Cyber Crime Unit is a collaborative, ARG-style, puzzle/ detective game created by Paradox Games.
Style of Play:
- Online native experience (can NOT be played IRL)
- Play on demand
- Light puzzle hunt
Required Equipment: computer with internet connection, mobile device, and access to email and Facebook
Recommended Team Size: 2-4
Play Time: no timer, probably less than an hour
Price: $19.99 per team
Booking: purchase and play at your leisure
You’re working at a Cyber Crime Unit and there has been a murder at a suspicious company. You have to figure out who the killer is and what their motives were.
This is a website-based game where you look at pictures and different websites, send emails, make a phone call, etc. Once you solve a puzzle, you input the solution on the website to get more information.
All players log into a shared link. Whoever purchases the game is automatically assigned as the detective. The other players are forensic investigators. Players will have different information appear on the screen and will need to communicate to effectively solve together.
Teams need to set up their own communication (via Zoom or any other platform).
Cara Mandel’s Reaction
Cyber Crime Unit was a reasonably enjoyable, fairly intermediate level remote game. It employed a similar mechanism to some other games in the market. Players have unique sets of information and must communicate effectively in order to collaboratively solve each question presented. The issue was perhaps that our team was a bit “overpowered” for this game. Several times I found us solving using deductive reasoning before we even had all the necessary info. This might be a good game for less experienced players to try, as it provides clear objectives and has a helpful graded hint system if needed. This may not be the game for seasoned players, but it was still fun to play.
Joel Smileypeacefun Reaction
We were detectives and forensic agents. Together we had to solve a mysterious murder case at a suspicious company.
At its best, the game separated the players into different roles and gave each player different clues. This meant that talking to each other was key. We were all involved in the puzzle-solving process. The puzzles themselves all solved pretty clearly and the solution always made sense within the game.
At its worst, most puzzles felt a tad bit too easy. The website recommends 2-6 players. Although we had a good time as a group of 3, I have a hard time imagining that the game will occupy a group of 6. We should have paid more attention to the plot because for the ending puzzle you need to understand what is going on, but we simply weren’t that interested in the rather generic storyline.

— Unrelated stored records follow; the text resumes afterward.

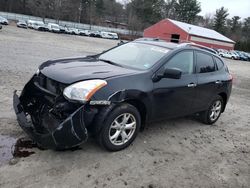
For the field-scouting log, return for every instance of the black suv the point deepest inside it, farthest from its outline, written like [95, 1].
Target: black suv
[113, 95]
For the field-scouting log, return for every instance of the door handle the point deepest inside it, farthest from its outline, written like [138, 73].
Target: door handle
[192, 85]
[218, 82]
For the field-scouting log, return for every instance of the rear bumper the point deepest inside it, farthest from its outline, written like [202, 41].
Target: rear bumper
[67, 134]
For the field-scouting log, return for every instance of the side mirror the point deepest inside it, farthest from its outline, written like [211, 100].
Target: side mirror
[172, 73]
[167, 73]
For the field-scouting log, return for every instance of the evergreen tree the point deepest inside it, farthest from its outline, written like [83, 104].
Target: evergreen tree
[186, 11]
[220, 20]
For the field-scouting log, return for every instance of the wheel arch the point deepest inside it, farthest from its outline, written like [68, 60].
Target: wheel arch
[141, 107]
[224, 97]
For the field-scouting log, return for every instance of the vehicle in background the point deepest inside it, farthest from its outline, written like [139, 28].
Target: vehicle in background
[114, 35]
[40, 26]
[55, 28]
[242, 56]
[4, 21]
[225, 54]
[235, 56]
[247, 55]
[109, 35]
[62, 29]
[72, 31]
[84, 32]
[75, 31]
[22, 24]
[96, 34]
[32, 23]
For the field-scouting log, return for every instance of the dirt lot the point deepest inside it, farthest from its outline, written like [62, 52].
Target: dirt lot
[173, 153]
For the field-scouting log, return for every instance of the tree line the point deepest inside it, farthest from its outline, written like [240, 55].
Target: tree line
[137, 14]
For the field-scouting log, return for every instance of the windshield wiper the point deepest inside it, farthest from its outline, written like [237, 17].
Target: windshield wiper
[110, 62]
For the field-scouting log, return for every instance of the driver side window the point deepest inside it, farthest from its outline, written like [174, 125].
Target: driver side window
[183, 61]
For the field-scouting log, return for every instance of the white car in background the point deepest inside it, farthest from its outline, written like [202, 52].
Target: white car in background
[4, 21]
[55, 28]
[33, 23]
[84, 32]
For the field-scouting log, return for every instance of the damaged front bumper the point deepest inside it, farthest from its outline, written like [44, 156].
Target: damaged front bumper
[47, 130]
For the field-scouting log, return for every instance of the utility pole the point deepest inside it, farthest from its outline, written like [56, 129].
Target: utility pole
[80, 12]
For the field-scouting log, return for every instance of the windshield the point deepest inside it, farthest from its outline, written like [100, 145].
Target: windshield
[54, 26]
[135, 55]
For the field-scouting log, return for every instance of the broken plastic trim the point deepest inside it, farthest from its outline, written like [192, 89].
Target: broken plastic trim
[70, 133]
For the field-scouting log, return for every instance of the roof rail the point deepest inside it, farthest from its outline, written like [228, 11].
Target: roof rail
[191, 44]
[150, 39]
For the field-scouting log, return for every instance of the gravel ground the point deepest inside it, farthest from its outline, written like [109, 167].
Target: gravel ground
[174, 153]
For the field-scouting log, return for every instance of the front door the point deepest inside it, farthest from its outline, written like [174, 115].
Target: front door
[174, 97]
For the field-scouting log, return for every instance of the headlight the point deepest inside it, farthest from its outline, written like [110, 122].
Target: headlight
[83, 91]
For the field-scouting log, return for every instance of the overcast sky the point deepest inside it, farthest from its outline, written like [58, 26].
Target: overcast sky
[235, 7]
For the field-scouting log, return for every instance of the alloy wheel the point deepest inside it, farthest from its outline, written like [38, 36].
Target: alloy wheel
[122, 129]
[215, 110]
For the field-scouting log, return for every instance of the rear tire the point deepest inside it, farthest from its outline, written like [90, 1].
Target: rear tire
[120, 128]
[212, 114]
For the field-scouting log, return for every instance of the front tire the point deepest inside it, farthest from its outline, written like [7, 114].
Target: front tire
[212, 114]
[120, 128]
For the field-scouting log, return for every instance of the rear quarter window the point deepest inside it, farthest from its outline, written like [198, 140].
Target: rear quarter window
[219, 63]
[205, 63]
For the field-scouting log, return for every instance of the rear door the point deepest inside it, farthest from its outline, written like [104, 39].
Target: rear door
[174, 97]
[208, 80]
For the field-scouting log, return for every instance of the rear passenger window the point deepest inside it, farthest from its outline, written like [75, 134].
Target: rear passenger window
[219, 63]
[205, 63]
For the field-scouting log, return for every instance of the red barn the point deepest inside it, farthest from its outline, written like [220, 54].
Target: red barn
[175, 31]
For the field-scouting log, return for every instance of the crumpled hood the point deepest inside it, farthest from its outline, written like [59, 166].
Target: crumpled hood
[72, 70]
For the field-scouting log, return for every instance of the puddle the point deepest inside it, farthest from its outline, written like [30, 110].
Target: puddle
[14, 148]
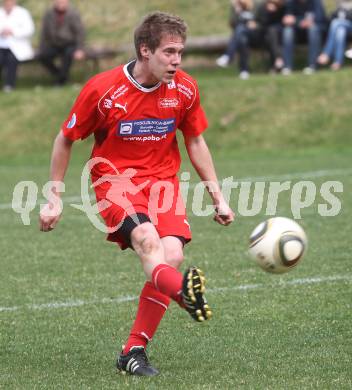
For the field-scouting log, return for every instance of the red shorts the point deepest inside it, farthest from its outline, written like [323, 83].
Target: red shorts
[160, 200]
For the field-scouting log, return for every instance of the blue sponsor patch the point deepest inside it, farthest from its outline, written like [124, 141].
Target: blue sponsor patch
[72, 121]
[146, 127]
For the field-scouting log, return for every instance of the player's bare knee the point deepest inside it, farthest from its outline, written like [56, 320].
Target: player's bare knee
[145, 239]
[175, 258]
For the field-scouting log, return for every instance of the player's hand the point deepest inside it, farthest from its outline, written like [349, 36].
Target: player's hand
[223, 214]
[49, 216]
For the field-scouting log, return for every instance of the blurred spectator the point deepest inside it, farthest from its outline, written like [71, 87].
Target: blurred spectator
[62, 37]
[348, 54]
[339, 29]
[304, 20]
[245, 33]
[16, 29]
[269, 17]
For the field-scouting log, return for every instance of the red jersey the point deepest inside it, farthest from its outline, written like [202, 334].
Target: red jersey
[135, 127]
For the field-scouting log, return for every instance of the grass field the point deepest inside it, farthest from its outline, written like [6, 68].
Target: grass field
[67, 298]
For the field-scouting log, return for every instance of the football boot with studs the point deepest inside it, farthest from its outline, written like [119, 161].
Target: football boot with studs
[135, 362]
[193, 289]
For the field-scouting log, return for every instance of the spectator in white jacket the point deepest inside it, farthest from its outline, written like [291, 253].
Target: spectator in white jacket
[16, 29]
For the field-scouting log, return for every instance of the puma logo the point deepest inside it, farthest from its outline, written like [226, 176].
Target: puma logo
[117, 105]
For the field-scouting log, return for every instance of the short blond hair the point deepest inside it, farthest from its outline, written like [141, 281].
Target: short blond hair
[156, 25]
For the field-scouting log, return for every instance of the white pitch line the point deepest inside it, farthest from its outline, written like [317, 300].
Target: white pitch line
[286, 176]
[243, 287]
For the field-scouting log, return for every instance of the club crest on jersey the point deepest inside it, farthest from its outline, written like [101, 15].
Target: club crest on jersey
[124, 108]
[72, 121]
[168, 102]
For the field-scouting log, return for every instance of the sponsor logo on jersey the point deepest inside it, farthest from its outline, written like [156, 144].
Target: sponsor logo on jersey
[72, 121]
[168, 102]
[119, 92]
[146, 127]
[171, 84]
[185, 90]
[107, 103]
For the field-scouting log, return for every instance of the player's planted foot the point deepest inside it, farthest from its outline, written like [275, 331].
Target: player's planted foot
[135, 362]
[193, 289]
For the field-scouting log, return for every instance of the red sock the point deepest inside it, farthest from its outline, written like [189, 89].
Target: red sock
[168, 281]
[151, 309]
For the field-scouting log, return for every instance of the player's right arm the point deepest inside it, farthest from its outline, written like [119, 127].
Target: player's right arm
[60, 158]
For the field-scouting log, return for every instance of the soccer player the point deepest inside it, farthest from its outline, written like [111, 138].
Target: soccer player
[134, 111]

Be aware that since this is a murder case, some adult topics will come up. For me, it was a nice simple game, but nothing groundbreaking.
Tammy McLeod’s Reaction
This game has an interesting format where one player is the detective, and all the other players fill the role of forensic investigators. As such, the puzzles were generally focused on player communication. I was an investigator, so I got to have the fun of searching for puzzle elements or untangling the logic clues, then relaying that information back to the detective. It was satisfying, despite not getting to see the detective’s portion of the game. Since the investigators all get to see the same interface, I would recommend keeping the group size inversely proportional to its experience level, so that players will be appropriately occupied.
Disclosure: Paradox Games provided the Hivemind reviewers with a complimentary play.